Мы все смеемся, но я резко умолкаю и холодно смотрю на Мэйзи.
- Эта новенькая... Думаю, я готов посмотреть на нее. Приведи ее, Мэйзи, и договорись о встрече на вечер.
- Конечно, Брюс, конечно.
Мэйзи поднимается со стула и уходит.
- Та еще баба, а? - говорит, улыбаясь, Рэй. - С характером, да?
- Точно. Только с бабами надо по-другому, Рэй, - с мудрым видом вещаю я. - Женщины - они как тетрапак: не важно, что там внутри, главное - чтобы открывались. Не забывай об этом.
Визит оказывается результативным.
- Это Клэр, - говорит Мэйзи, представляя нам новенькую.
Куколка действительно классная. Сбежала от своего сутенера из Абердина и нуждается в защите, а потому готова оказывать услуги полиции. Я бросаю на бродяжку один только взгляд - что ж, такой можно и помочь. Конечно, есть и свои «но», однако девочка делает дело профессионально. Я сразу же договариваюсь, чтобы она заглянула ко мне вечерком. Это, разумеется, рискованно по ряду причин, но раз уж мы ждем, пока Кэрол одумается и вер (есть, есть, есть, поглащать, быть свободным) пирог с картошкой, какой умеют делать только у Кроуфорда, где его тушат в жире. Вроде бы ничего особенного, просто мука, но ребята дело знают.

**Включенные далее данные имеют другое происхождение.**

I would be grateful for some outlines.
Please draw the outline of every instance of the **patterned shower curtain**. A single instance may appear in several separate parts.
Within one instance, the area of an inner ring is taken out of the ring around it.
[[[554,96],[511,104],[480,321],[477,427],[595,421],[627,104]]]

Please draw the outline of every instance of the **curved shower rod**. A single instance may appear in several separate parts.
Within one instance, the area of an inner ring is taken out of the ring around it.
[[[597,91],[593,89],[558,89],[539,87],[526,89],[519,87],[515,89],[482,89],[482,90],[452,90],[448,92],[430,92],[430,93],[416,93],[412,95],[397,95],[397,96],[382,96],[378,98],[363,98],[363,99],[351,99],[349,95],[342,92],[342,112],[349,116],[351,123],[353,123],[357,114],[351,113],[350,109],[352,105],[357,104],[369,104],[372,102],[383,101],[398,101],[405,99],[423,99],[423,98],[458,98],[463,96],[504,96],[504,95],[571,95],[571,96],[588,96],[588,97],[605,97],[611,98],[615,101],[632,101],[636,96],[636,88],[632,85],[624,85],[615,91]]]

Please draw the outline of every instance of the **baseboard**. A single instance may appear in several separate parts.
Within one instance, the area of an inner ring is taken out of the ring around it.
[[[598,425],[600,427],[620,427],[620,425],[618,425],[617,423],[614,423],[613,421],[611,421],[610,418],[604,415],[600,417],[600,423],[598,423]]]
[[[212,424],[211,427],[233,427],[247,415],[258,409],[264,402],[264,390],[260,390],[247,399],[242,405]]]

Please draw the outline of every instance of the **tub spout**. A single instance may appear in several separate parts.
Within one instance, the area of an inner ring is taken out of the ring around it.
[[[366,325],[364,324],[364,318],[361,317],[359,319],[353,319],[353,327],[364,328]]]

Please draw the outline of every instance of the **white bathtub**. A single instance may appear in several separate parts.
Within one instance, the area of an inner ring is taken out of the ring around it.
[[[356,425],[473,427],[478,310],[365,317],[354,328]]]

Мне уже хочется поскорее опробовать эту штучку из Абердина, однако нам с Рэем пора возвращаться на работу. Только сначала, как заведено, заходим в столовую. Народу много, но атмосфера какая-то странная. Оглядываюсь и замечаю Драммонд с огромной открыткой в руке. Судя по непривычной тишине, что-то случилось. Вид у Драммонд совершенно убитый, как будто ей только что сообщили некую ужасную новость. Меня наполняет чувство ликования. Иду прямиком к Даги Гиллману.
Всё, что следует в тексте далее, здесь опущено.